I guess my question is related to these ones: Choosing among proper scoring rules, The performance metric used in prediction is different from the objective function to train the model, but I'm still puzzled…

I've been taught that the proper way to perform regression is to find the parameters by maximum likelihood. This holds for linear regression as well as for probabilistic, e.g. logistic regression. Why, then, would I want to quantify the model's performance by anything else but the likelihood (or some monotonous transformation of it)? What would be the justification for using Brier score, spherical score, or whatever else?

This answer explains:

the choice of scoring rule comes down to how much weight you want to place on different portions of the probability scale or, equivalently, at different relative false-positive and false-negative costs.

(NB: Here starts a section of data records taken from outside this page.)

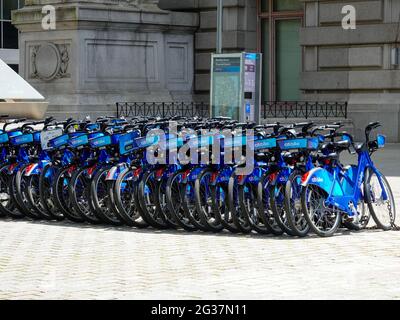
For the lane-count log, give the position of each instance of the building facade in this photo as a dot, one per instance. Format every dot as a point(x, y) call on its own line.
point(8, 33)
point(160, 51)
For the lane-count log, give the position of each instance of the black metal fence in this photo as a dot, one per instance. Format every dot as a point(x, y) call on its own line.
point(269, 110)
point(304, 110)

I don't understand it. From what I've seen, Brier score is symmetric regarding false positives to false negatives. But, even if the explanation above were true and I really wanted to weight 'different portions of the probability scale' differently, shouldn't I then minimise this score in the first place, instead of maximising log-likelihood?

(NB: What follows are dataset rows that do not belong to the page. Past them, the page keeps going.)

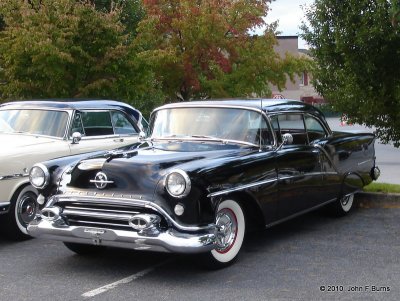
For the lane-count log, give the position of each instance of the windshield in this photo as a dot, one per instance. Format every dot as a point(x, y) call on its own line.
point(36, 122)
point(213, 123)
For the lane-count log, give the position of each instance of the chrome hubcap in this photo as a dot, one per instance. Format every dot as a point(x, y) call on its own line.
point(226, 230)
point(27, 208)
point(345, 200)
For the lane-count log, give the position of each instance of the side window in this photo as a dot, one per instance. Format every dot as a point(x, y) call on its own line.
point(122, 125)
point(314, 128)
point(76, 125)
point(145, 124)
point(293, 124)
point(275, 126)
point(97, 123)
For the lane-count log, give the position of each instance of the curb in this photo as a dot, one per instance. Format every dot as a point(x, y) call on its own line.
point(377, 200)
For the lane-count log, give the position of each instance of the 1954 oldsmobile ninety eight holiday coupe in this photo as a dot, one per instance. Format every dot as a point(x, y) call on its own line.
point(34, 131)
point(208, 169)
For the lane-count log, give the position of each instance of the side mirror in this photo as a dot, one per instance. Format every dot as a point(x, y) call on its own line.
point(287, 139)
point(142, 136)
point(76, 137)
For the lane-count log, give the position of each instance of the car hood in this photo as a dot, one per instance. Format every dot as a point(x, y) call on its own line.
point(139, 171)
point(15, 142)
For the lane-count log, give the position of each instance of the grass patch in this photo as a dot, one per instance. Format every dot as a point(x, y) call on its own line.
point(382, 187)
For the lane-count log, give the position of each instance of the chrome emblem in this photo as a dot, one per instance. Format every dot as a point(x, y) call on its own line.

So, the way I see it, I can either

  • perform regression using max-likelihood and then stick to likelihood for evaluation; or
  • decide on the scoring rule based on my real-world application and then find the regression parameters by optimising that score, which I would later also use for evaluating the model.

(Note that in the latter case, if I'd choose Brier score, this would boil down to least squares optimisation. But least squares is actually max-likelihood in presence of Gaussian noise, which cannot be true for binary data…)

What am I missing?

Best Answer

One place where this is done all the time is when the loss function includes a penalty term. We train the model according to some function that has the penalty term, but then we evaluate without that penalty term. Ridge regression, for instance, does this.

For instance, the loss function for ridge regression is $L(y,\hat y\vert\lambda) = \sum\left(y_i - \hat y_i\right)^2 + \lambda\vert\vert\hat\beta\vert\vert_2 $, but the performance is typically evaluated on just square loss, $\sum\left(y_i - \hat y_i\right)^2$.